The drawing is a meticulous copy of a photograph its details minute and precise. Even a glass bead is translucent. But unlike the finish of the photograph it duplicates, your copy pulls me back to imagine the process of its creation, a process that is handmade.

Your chosen image pictures a scene of making that conveys the slowness and patience from which a crafted object emerges. While you gradually remake the image, you also parallel its subject, as if positioning yourself beside the two women silently focused on their craft.
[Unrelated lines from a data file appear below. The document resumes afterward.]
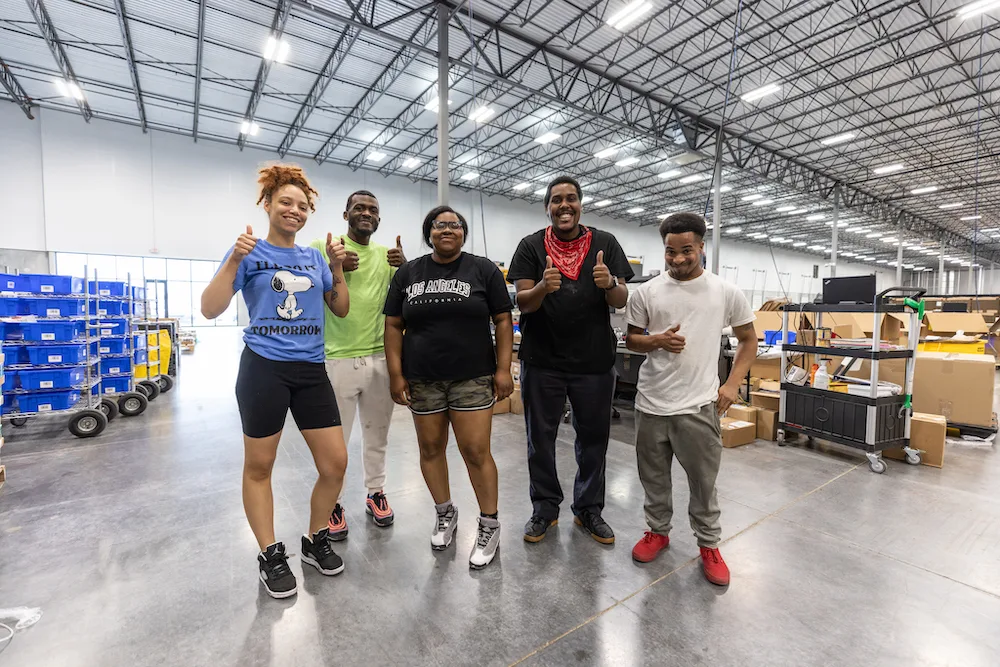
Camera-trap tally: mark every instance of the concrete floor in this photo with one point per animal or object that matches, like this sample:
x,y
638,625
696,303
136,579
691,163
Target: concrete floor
x,y
135,546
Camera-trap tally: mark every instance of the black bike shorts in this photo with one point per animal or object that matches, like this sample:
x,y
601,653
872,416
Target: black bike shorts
x,y
266,390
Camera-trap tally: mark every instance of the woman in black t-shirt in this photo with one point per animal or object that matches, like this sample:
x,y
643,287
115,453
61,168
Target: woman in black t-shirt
x,y
442,364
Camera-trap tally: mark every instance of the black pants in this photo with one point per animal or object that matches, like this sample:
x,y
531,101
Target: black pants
x,y
544,393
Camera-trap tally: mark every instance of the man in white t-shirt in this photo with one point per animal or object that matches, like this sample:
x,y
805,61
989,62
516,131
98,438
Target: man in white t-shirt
x,y
677,319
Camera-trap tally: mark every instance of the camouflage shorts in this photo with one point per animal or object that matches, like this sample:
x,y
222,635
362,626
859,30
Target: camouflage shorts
x,y
427,398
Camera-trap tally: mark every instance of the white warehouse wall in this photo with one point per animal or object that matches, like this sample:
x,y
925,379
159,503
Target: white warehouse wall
x,y
108,188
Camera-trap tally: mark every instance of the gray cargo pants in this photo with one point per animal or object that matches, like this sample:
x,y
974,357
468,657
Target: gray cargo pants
x,y
696,441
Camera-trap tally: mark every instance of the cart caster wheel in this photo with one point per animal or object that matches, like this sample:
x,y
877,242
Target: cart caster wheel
x,y
87,423
166,383
109,407
132,403
151,389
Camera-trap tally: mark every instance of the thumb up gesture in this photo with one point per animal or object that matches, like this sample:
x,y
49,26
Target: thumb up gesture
x,y
602,277
395,255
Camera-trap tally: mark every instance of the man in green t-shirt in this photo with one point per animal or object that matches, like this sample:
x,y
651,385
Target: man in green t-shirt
x,y
355,351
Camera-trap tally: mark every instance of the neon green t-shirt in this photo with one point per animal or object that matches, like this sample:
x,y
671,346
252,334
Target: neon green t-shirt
x,y
362,332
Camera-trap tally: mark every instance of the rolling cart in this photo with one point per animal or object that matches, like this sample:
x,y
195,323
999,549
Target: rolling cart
x,y
51,353
871,423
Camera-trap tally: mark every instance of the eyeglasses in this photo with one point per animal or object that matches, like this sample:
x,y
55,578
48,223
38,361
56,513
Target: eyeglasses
x,y
453,225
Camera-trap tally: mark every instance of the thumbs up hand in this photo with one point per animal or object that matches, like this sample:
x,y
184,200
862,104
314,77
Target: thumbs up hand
x,y
395,255
602,276
244,245
336,251
551,278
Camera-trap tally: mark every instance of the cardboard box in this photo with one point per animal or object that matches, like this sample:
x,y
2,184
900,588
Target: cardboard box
x,y
516,404
746,413
947,325
767,400
928,434
767,424
736,432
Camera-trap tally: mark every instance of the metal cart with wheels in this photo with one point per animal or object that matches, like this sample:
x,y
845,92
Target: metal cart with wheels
x,y
871,423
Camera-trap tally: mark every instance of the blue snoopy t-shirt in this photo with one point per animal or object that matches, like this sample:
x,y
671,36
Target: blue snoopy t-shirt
x,y
283,289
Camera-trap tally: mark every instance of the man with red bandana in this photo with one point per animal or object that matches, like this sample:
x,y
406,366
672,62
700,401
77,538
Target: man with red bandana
x,y
568,276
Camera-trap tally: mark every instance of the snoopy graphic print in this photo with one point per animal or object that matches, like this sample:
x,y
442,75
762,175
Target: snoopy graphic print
x,y
283,289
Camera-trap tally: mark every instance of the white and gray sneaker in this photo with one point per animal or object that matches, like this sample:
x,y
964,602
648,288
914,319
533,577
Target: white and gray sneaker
x,y
444,528
487,543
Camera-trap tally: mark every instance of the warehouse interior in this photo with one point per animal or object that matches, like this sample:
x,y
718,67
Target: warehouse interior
x,y
832,147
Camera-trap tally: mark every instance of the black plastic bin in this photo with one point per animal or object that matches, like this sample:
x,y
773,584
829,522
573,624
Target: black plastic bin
x,y
842,417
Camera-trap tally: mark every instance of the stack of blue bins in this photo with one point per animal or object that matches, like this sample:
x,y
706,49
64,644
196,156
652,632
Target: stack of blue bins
x,y
111,309
43,333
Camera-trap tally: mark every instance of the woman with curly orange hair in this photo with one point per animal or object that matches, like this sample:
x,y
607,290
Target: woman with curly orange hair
x,y
285,287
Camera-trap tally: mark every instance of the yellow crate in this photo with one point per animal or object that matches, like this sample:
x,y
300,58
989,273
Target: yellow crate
x,y
974,347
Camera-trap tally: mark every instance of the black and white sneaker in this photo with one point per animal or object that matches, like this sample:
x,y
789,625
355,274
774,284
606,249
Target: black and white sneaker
x,y
444,528
487,543
275,574
318,552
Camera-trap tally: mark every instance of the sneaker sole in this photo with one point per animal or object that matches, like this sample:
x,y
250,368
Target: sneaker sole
x,y
381,523
602,540
277,595
538,538
312,561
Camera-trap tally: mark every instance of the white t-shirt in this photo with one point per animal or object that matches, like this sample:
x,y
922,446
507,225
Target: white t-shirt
x,y
682,383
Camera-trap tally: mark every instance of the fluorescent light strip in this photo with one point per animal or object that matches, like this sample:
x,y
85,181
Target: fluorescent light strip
x,y
837,139
629,14
888,169
763,91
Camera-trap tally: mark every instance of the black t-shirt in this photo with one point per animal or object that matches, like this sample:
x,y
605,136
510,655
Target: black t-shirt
x,y
447,309
571,332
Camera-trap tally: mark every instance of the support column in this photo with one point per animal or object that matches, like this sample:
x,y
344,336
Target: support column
x,y
836,231
717,204
443,105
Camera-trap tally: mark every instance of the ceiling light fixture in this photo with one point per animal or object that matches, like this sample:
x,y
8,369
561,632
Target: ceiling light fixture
x,y
763,91
629,14
888,169
547,138
837,139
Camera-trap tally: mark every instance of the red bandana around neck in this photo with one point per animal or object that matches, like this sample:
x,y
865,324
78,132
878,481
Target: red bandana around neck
x,y
568,256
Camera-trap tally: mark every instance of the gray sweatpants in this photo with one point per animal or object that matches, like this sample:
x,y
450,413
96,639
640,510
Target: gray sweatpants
x,y
696,441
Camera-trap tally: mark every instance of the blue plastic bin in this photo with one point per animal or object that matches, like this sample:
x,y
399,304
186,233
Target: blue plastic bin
x,y
103,308
57,354
115,385
49,401
774,337
116,328
107,288
113,346
54,307
117,366
47,284
54,378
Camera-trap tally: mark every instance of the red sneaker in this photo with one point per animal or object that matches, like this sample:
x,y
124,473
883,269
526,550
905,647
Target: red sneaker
x,y
337,524
715,568
649,547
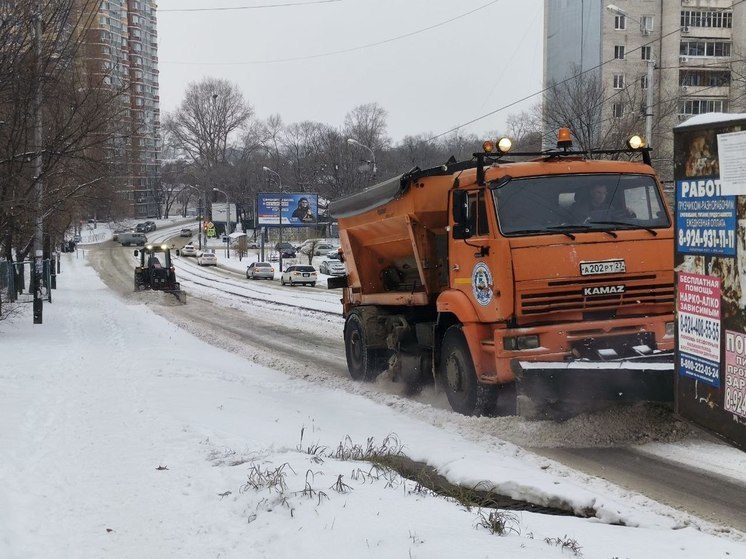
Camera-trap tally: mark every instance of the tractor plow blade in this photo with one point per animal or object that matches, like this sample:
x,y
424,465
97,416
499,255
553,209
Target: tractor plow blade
x,y
551,390
180,295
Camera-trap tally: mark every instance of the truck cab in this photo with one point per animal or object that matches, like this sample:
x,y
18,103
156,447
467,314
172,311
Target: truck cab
x,y
462,272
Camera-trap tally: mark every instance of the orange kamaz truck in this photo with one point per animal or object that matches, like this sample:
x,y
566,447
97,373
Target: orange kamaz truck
x,y
540,283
While a photograph often gives access to a moment or atmosphere, here the mood has been deepened by your attention. The soft layers of graphite seem to have slowed the scene down and the presence of the two figures poised in their work becomes so immediate there is almost a sense that looking might disturb them.

The intimacy of drawing imagines or feels its way into the movements taken by the hand in making, of the women’s hands forming glass beads into artificial fruits and then, in turn, the marks that your own hand contributes in shaping this relived scene of intimacy.

I remember you saying

I have to run my hand over a thing in order to understand it.

If to feel is to understand, the contact of your pencil will provide the same recognition as your hand tracing the surface of a new object.

The term draw can also be a pull, an action to bring something near, towards oneself. The method of copying will go further still, as if to immerse you. It is a way of inhabiting the same space as the image you have chosen.

This drawing is part of a series entitled Others. The method of making has set out to overcome the distance of the other in the title, to meet the subject and bring it into a situation of close acquaintance. Yet the ambiguity in the title is also upheld.

I remember a moment in a film I watched recently where a character tries to describe a thought forming, touching her finger to her temple to locate the place where she senses it arriving.

A small piece of your drawing is unfinished and graphite smudges are left in its corners. There is a sense of finding something discarded or in mid-process like a leaf torn from a sketchbook.

When an image is photocopied or scanned, it can be distinguished from its counterpart by the inky lines at its edges. The image you have remade is also defined by the marks that cluster around it.

While thinking about writing this text for you, I recorded in my notebook some terms used by Husserl and Levinas to describe the moments surrounding consciousness:

Halos                Fringes                Horizons

I wanted to place these names beside the other of your title. The language that describes the beginnings of thought also shapes itself around edges. I think back to the idea of a threshold edge as a division or point of balance between spaces, perhaps as a place where the other is received. An edge can be a beginning, an entrance or point of receptivity.

In the margins of this replica image, there are traces of intuitive action. A turquoise strip of ink hovers like a neat spill and two faint, wobbly circles overlap.

These additions seem to belong to different spaces and timeframes while sitting side by side on the paper. The inky brushstroke is all quickness; it could be a pattern of light, a hazy afterimage or blur. A sense of movement still feels present on the surface. Precision is seen in the midst of these fluid moments.

In contrast, the replica carries a certain distance, a sense of time being recalled, as if its details weren’t copied at all but summoned from memory. At one corner the drawing grows faint and remains unfinished. Something is kept back.

There is a gesture I often catch myself making whilst concentrating, of touching my thumb and finger together in a circle, as if this point of touch were somehow capable of fixing an elusive thought.

The eye continually returns to the left-hand border of the drawing where two circles intersect.

And just across the doorsill at my side, away from the light in the room where I am writing to you, I notice it is suddenly evening.